Morazzoni, Anna Maria

Arnold Schönberg. Stile herrschen, Gedanken siegen

Ausgewählte Schriften, mit CD

Rubrik: Bücher
Verlag/Label: Schott, Mainz 2007
erschienen in: üben & musizieren 4/2008 , Seite 54

Der Name Arnold Schönberg steht für weit mehr als nur die über Jahrzehnte umstrittenen Werke „mit zwölf nur aufeinander bezogenen Tönen“. Zeitlebens hat er über fast alles musikalisch und lebensweltlich Relevante nachgedacht, und zwar – zu unserem Vorteil – bevorzugt schriftlich (für besonders kleine Zettel legte er, wie Nuria Schönberg Nono mitteilt, selbst gebastelte Mappen an).

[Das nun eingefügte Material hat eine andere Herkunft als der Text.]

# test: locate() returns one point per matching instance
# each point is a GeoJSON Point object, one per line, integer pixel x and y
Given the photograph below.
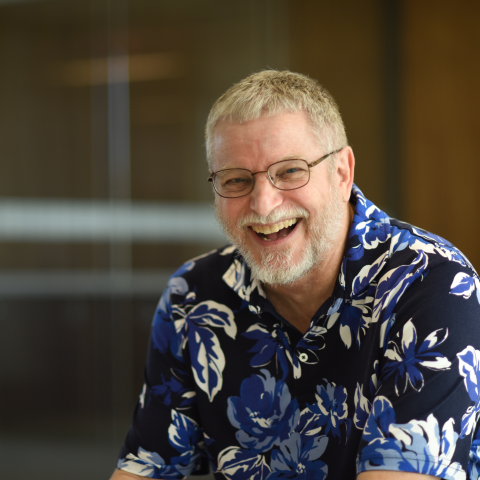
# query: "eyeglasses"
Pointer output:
{"type": "Point", "coordinates": [284, 175]}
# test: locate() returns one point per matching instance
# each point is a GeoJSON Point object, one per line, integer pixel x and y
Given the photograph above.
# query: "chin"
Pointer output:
{"type": "Point", "coordinates": [288, 264]}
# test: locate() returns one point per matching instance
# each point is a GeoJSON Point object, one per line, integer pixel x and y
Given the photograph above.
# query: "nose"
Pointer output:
{"type": "Point", "coordinates": [264, 197]}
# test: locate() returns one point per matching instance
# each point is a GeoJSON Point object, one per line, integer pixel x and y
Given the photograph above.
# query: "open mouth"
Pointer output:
{"type": "Point", "coordinates": [275, 231]}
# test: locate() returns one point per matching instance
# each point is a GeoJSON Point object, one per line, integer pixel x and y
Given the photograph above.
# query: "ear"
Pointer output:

In dem neuen, fadengehefteten Band finden sich bereits publizierte Texte aus den (nicht identischen) Sammlungen Style and Idea und Stil und Gedanke (1976) ebenso wie ein Reigen interessanter bis hochinteressanter, im 21. Jahrhundert aktuell gebliebener Gedanken, die mehrheitlich die Tonalität betreffen (Bach, Mozart, Beethoven, Brahms u. v. a.). Neben den von 1910 bis 1912 veröffentlichten Aphorismen werden hier erstmals bislang unbekannte Aphorismen von hoher Bedeutung zugänglich. Die wichtigsten Rubriken des opulenten Inhaltsverzeichnisses umfassen theoretische Fragen, Soziales, Leben und Werk und Zeugnisse unterschiedlicher Adressaten.

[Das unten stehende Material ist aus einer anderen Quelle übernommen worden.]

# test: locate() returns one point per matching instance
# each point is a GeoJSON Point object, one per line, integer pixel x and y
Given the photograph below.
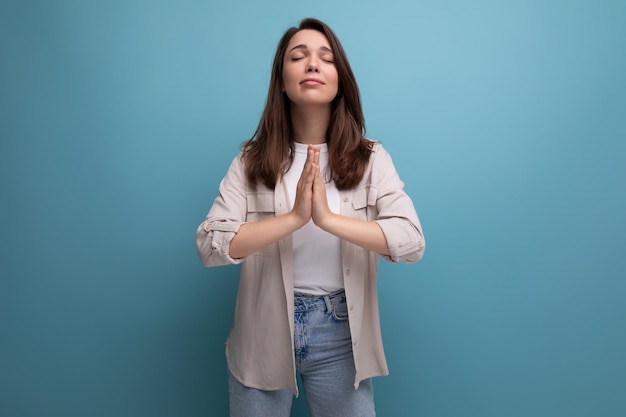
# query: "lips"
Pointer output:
{"type": "Point", "coordinates": [311, 81]}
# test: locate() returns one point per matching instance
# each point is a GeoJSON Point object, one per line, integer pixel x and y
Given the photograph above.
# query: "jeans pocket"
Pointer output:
{"type": "Point", "coordinates": [340, 310]}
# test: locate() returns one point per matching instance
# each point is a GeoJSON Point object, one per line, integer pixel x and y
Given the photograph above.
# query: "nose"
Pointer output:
{"type": "Point", "coordinates": [312, 65]}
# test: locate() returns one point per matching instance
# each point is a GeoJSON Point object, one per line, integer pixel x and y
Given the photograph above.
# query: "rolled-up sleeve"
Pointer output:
{"type": "Point", "coordinates": [227, 214]}
{"type": "Point", "coordinates": [396, 213]}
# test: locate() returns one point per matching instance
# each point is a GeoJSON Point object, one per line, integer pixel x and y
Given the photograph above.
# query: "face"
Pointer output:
{"type": "Point", "coordinates": [309, 73]}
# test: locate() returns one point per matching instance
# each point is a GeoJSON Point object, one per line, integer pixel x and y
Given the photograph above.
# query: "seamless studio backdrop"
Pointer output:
{"type": "Point", "coordinates": [506, 120]}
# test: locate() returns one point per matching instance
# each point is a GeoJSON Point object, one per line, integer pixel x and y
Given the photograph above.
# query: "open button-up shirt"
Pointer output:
{"type": "Point", "coordinates": [259, 348]}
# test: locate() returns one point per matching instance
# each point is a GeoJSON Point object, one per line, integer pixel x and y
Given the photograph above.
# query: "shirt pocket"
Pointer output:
{"type": "Point", "coordinates": [260, 206]}
{"type": "Point", "coordinates": [364, 203]}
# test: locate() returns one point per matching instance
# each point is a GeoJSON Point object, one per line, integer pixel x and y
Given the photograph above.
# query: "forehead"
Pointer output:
{"type": "Point", "coordinates": [310, 38]}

Bei der Konzeption des Buchs bzw. der Textauswahl war Nuria Schönberg Nonos Wunsch leitend, nicht nur spezialisierte Leserschaften, sondern auch ein „weit gefächertes Publikum“ zu erreichen. Wenn Schönberg im Nachwort der Herausgeberin als eine Hauptfigur der jüngeren Geschichte dargestellt wird, „an die sich die Gegenwart vertrauensvoll wenden kann“, ist zu bedenken, dass Schönberg aus Verantwortungsgefühl nicht nur gegenüber der eigenen Laufbahn und der Kunst im Allgemeinen, sondern dem Leben und der Zukunft des Menschen überhaupt reflektiert hat. Die Zusammenstellung der Texte hätte gewiss auch anders erfolgen können, doch ist die vollständige Edition aller schriftlichen Äußerungen beim Arnold Schönberg Center in Wien, auf dessen informative Internetseiten hier hingewiesen sei, zu erwarten – jedoch nicht sehr bald.

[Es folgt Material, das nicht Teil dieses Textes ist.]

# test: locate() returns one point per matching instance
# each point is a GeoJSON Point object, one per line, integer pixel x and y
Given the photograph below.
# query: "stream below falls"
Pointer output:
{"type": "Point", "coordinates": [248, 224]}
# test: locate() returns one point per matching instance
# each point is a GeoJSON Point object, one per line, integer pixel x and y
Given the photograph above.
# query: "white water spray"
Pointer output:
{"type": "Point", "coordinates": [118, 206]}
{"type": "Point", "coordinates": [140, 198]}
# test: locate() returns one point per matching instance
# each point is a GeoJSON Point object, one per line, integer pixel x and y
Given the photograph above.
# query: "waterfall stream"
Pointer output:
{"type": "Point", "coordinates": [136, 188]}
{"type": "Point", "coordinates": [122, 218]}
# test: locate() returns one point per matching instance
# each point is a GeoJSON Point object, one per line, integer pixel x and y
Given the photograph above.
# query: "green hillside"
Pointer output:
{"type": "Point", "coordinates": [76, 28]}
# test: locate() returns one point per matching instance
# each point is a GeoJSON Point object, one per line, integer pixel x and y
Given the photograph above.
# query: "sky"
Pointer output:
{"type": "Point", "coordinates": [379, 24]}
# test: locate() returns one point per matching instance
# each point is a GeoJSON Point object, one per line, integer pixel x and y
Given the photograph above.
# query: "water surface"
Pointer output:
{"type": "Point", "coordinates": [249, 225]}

Dankenswerterweise ist das Buch mit einem übersichtlichen Personen- und Werkregister ausgestattet sowie mit einer fünfviertelstündigen CD, auf der Schönberg, überwiegend englisch, aber auch deutsch (aufgenommen 1931 und 1936), spricht. Rhythmische und musikalische Qualitäten der Sprechweise führen uns aufmerksam Hörenden eine Künstlerpersönlichkeit vor Ohren, der man keineswegs angemessen begegnet, wenn man nicht das Wienerische und das aus der Ideengeschichte des 19. Jahrhunderts Stammende, ferner Schönbergs strenge, aber höchst mitteilsame kommunikative Prägnanz gewahr wird: Hat man Schönberg einmal gehört, wird man nicht wieder vergessen, wie Authentizität klingen kann.
Wer indes Schönbergs Schriften angemessen begegnen will, braucht Willensstärke, Intelligenz, Gefühl und Herz. Ob Pädagoge, Theoretiker, Musiker, Künstler oder Laie – die Lektüre lohnt, inspiriert, ja verwandelt uns.